Israel’s red list, which now includes 58 countries, has rapidly expanded since late November, when the government closed the borders to foreigners soon after Omicron was identified. Israel has not yet experienced the kind of crippling new virus wave seen in the United States or Britain, and having started to give citizens a third vaccine dose before almost any other country, its population is more protected from Omicron than most.

But in a speech on Sunday, Mr. Bennett said that it was only a matter of time before the variant caused another wave of infections in Israel. He called on people to work from home if possible, and to get children ages 5 and older vaccinated.

“The time that we bought is running out,” Mr. Bennett said. “Omicron is already in the country, from the Knesset to kindergartens, and it is spreading fast.”

On Sunday, 1,004 people in Israeli tested positive for the coronavirus, the first time in two months that the daily case total had crossed a thousand. Health experts are following Israel’s cases to judge whether a third dose of the vaccine protects against serious illness.

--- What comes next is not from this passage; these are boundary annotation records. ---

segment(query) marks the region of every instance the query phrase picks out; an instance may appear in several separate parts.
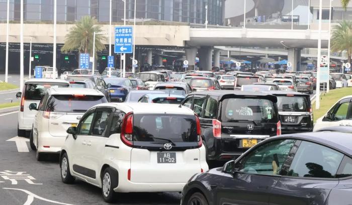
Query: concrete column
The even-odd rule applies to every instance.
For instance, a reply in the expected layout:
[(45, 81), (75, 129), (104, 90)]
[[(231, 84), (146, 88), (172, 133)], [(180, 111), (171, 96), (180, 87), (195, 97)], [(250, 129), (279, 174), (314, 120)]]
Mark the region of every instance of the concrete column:
[(148, 50), (147, 52), (147, 63), (149, 64), (149, 65), (151, 65), (152, 62), (152, 57), (153, 57), (153, 53), (151, 52), (151, 50)]
[(196, 66), (196, 57), (198, 49), (197, 48), (190, 48), (185, 49), (186, 59), (188, 61), (188, 70), (194, 70)]
[(202, 46), (198, 50), (198, 53), (199, 53), (199, 70), (211, 70), (213, 47)]
[(220, 50), (214, 50), (214, 66), (220, 68)]
[(290, 48), (288, 49), (287, 62), (292, 63), (293, 71), (301, 70), (301, 48)]

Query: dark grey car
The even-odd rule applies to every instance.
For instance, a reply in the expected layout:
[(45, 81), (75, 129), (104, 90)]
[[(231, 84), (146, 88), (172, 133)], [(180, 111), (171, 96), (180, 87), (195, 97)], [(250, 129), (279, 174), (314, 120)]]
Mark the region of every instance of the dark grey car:
[(181, 204), (350, 204), (350, 134), (268, 138), (223, 167), (193, 176)]

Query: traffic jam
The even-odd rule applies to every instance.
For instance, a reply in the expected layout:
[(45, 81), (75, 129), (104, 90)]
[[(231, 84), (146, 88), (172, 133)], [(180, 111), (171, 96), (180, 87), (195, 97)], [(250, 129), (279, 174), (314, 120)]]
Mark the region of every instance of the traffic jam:
[[(58, 156), (62, 183), (98, 187), (102, 201), (177, 192), (182, 205), (352, 202), (352, 96), (314, 124), (314, 92), (327, 86), (316, 72), (42, 72), (16, 94), (18, 135), (38, 163)], [(351, 77), (331, 72), (330, 89)]]

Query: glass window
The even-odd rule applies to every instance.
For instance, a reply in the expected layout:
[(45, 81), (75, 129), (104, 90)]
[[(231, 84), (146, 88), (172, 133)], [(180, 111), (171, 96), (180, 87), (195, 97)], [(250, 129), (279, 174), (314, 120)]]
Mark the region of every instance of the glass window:
[(303, 177), (333, 178), (343, 155), (317, 144), (303, 141), (287, 175)]
[(295, 143), (295, 140), (283, 140), (263, 144), (239, 162), (236, 168), (245, 173), (281, 175), (283, 164)]
[(91, 129), (92, 121), (93, 120), (95, 113), (90, 114), (79, 124), (79, 128), (77, 132), (77, 135), (88, 135)]
[(109, 117), (110, 116), (110, 111), (97, 112), (94, 120), (93, 129), (92, 131), (92, 135), (105, 136), (105, 132), (108, 128)]

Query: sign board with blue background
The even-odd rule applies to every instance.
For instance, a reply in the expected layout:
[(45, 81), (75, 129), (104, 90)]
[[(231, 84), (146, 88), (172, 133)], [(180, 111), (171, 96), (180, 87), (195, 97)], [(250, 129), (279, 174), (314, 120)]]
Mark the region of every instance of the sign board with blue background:
[(115, 53), (132, 53), (133, 28), (131, 26), (115, 28)]
[(109, 57), (108, 57), (108, 67), (109, 68), (114, 67), (114, 61), (115, 61), (114, 60), (114, 56), (109, 56)]
[(81, 53), (79, 55), (79, 68), (89, 68), (89, 53)]

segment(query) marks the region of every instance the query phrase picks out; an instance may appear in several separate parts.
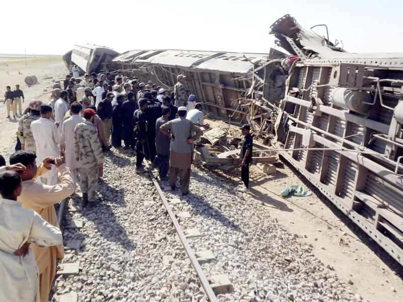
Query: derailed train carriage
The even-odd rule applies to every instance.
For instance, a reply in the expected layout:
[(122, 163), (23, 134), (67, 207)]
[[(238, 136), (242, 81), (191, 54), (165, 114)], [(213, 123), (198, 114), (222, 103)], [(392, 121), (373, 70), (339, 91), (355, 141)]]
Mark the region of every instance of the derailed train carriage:
[(211, 116), (249, 123), (401, 263), (403, 54), (347, 52), (289, 15), (271, 29), (291, 55), (132, 50), (91, 71), (121, 70), (168, 89), (186, 75)]

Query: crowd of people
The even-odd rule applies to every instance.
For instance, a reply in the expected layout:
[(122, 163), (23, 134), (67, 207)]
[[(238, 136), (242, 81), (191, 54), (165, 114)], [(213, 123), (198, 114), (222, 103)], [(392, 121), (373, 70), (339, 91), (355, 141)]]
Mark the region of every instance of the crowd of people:
[[(78, 83), (72, 75), (66, 76), (63, 90), (54, 85), (47, 104), (30, 102), (19, 120), (9, 166), (0, 156), (0, 215), (5, 217), (0, 274), (8, 276), (0, 285), (0, 300), (48, 300), (56, 258), (63, 255), (53, 205), (76, 194), (79, 185), (83, 206), (96, 206), (104, 153), (111, 145), (133, 150), (138, 173), (145, 172), (145, 158), (161, 180), (169, 179), (172, 190), (179, 177), (182, 195), (189, 193), (192, 154), (200, 144), (205, 117), (202, 104), (189, 95), (186, 77), (178, 76), (168, 96), (151, 81), (129, 80), (121, 72), (114, 78), (103, 70), (86, 74)], [(24, 102), (22, 92), (17, 91), (21, 91), (8, 87), (5, 96), (13, 113), (16, 99)], [(242, 128), (243, 191), (249, 190), (249, 129), (248, 125)], [(13, 223), (17, 216), (18, 225)]]

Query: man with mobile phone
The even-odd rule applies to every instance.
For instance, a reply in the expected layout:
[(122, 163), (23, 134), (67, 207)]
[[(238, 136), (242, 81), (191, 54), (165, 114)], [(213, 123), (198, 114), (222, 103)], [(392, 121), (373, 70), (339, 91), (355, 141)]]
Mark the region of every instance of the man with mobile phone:
[[(36, 145), (37, 165), (45, 158), (57, 157), (60, 153), (58, 144), (60, 142), (60, 134), (56, 124), (49, 119), (52, 114), (52, 107), (42, 105), (40, 106), (40, 118), (31, 123), (31, 132)], [(57, 168), (54, 165), (53, 163), (49, 172), (37, 178), (37, 183), (50, 186), (57, 183)]]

Israel has been an innovator in Covid-19 policy. Under the former prime minister, Benjamin Netanyahu, Israel was one of the first countries to roll out a nationwide vaccination program and, later, to return society to something approaching normality.

Mr. Netanyahu’s successor, Mr. Bennett, was considered a trailblazer for holding a “war game” in November during which officials tested out possible state responses to a hypothetical new virus variant.

But the government’s swift decision to close its borders last month has prompted calls from the tourism industry for financial compensation. Shlomi Amshalom, the deputy director-general of El Al, Israel’s national airline, said his company needed more government support.

“If you close the skies, if you close my business, you have to compensate,” he said.